There should remain great sympathy with Labour’s project. Without Blair almost no one would have felt victory was so complete. But the as yet unrevealed truth of Blair’s premiership is whether the action taken to improve the conditions of natural supporters has merely been to allay their suspicions, or else a set of slight starter-dishes for battle-weary ground troops who still want nothing other than improving conditions for the less well-off.

If it is the latter, then Blair runs potentially deadly risks. Times change. Markets crash, banks fail, whole continents erupt into war: factors wholly unconnected with Gordon Brown’s Treasury management could cause the nation’s financial health to change beyond recognition within the next two years.

Given this combination of potential danger and currently overflowing coffers, Bootle’s voters seem justified in wanting deliverance now.

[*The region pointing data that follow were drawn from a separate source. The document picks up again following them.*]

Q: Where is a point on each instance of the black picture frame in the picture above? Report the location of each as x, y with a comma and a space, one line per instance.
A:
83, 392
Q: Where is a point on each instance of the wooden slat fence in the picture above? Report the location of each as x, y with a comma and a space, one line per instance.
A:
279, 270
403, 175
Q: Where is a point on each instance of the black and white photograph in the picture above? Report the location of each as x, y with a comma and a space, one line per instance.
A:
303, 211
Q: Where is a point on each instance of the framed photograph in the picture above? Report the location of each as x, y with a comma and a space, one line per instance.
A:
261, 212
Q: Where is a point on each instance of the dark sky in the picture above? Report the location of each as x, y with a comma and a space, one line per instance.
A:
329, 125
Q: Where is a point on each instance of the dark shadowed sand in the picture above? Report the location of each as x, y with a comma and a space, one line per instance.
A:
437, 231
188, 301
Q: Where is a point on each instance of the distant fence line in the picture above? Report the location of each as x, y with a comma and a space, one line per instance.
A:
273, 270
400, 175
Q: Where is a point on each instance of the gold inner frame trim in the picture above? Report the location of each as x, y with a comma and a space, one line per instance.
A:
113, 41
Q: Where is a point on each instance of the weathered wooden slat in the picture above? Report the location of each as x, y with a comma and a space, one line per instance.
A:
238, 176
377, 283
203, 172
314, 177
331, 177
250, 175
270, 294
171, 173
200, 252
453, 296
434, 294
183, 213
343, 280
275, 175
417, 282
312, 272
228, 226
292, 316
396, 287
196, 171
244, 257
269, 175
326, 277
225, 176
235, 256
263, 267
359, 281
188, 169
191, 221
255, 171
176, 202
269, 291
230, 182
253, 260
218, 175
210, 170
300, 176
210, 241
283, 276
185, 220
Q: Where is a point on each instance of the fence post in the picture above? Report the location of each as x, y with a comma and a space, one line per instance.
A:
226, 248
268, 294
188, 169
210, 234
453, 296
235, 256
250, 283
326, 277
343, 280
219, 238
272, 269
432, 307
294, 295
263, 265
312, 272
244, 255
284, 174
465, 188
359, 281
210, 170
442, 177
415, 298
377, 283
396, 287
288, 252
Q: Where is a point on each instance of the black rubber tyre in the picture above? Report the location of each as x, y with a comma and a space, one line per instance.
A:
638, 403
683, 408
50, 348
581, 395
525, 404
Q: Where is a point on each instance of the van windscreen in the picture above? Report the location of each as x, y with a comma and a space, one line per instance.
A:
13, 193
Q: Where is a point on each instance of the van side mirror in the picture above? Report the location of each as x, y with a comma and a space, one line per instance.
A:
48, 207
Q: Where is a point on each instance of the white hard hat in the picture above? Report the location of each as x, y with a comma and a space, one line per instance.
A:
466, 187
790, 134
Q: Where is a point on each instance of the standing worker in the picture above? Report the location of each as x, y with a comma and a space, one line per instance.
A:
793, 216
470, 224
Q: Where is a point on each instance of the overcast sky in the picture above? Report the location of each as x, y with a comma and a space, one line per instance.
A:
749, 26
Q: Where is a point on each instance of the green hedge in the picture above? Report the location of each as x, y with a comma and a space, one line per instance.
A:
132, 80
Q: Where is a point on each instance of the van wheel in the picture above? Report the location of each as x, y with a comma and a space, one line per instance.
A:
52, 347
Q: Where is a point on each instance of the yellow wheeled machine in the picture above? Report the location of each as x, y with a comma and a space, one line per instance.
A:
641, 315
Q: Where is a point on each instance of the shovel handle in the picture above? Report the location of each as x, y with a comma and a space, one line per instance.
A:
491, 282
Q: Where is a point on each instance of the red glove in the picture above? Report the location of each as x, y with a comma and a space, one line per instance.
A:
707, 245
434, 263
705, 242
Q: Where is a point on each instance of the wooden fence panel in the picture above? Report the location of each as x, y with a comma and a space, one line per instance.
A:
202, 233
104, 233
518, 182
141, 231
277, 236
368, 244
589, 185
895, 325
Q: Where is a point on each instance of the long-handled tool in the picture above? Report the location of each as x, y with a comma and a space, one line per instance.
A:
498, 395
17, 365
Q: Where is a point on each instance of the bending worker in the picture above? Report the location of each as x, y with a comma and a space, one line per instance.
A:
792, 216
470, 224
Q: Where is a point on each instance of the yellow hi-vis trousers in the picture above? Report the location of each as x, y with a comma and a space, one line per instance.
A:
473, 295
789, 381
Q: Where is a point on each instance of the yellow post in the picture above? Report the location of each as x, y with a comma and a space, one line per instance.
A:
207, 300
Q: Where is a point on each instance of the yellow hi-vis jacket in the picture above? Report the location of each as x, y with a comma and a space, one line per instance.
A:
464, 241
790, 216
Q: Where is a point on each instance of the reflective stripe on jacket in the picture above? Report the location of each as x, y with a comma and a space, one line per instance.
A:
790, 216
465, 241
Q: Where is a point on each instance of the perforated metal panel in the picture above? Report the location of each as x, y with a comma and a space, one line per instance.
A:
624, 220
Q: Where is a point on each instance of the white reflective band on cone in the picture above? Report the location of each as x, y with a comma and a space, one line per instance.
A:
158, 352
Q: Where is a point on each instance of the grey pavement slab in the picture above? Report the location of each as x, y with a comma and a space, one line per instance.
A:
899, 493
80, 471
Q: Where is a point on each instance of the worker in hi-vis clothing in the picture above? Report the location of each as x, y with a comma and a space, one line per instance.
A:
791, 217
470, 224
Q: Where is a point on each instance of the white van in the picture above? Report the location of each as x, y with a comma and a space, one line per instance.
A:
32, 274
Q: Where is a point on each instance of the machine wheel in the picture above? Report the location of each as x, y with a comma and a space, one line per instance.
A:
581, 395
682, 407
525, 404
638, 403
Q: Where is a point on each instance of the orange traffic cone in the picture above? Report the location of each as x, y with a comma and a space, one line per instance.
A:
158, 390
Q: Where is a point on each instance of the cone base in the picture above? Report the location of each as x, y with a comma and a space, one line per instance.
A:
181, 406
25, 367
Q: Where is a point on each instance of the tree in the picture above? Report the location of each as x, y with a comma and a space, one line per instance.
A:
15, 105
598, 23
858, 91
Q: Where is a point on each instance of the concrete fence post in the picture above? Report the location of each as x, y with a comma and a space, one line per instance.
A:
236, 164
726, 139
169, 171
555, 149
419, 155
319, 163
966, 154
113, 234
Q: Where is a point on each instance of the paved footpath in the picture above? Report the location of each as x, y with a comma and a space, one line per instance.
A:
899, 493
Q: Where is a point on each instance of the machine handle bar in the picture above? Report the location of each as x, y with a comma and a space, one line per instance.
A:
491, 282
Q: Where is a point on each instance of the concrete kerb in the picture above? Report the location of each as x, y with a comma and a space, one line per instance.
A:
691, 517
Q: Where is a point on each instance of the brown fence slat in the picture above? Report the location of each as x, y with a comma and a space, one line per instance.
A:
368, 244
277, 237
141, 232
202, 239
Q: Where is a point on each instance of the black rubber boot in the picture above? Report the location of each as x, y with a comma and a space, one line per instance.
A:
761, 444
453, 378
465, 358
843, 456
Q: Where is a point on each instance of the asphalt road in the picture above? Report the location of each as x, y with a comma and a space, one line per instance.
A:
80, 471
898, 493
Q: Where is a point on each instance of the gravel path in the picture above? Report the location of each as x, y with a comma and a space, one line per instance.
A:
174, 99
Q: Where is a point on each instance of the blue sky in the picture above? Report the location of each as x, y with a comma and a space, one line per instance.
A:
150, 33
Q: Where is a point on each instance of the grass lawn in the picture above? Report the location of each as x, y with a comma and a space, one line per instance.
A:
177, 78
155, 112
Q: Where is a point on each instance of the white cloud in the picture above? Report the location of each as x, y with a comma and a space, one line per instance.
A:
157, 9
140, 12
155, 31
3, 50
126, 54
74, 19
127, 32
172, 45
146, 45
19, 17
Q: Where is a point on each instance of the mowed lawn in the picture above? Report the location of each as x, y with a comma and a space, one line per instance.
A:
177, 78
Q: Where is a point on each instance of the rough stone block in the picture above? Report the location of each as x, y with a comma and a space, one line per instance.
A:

Joe Benton sees some “hopefulness” but, concerning welfare, believes the situation is “still not good enough”. “It’s not tolerable, this, from any government,” he says. It is hard to disagree when those he represents wait in decrepit housing or for years on end on drug-treatment waiting lists.

The roughing-up of disability claimants could be eased, the kids who are listless and destructive each evening engaged, the drug victims retrained. And every school nationwide could be filled with the IT equipment that will allow any child from whatever background the chance of the highest success.

The devil is that, should proportional representation come, Blair will need Bootle’s votes as much as any others. He will need to give Bootle’s people reasons to support the party beyond the fact their grandparents did.

Should he fail, he will encounter lack of understanding from those who have been asked to wait for their loyalty to be rewarded while what remains of Tory Britain booms.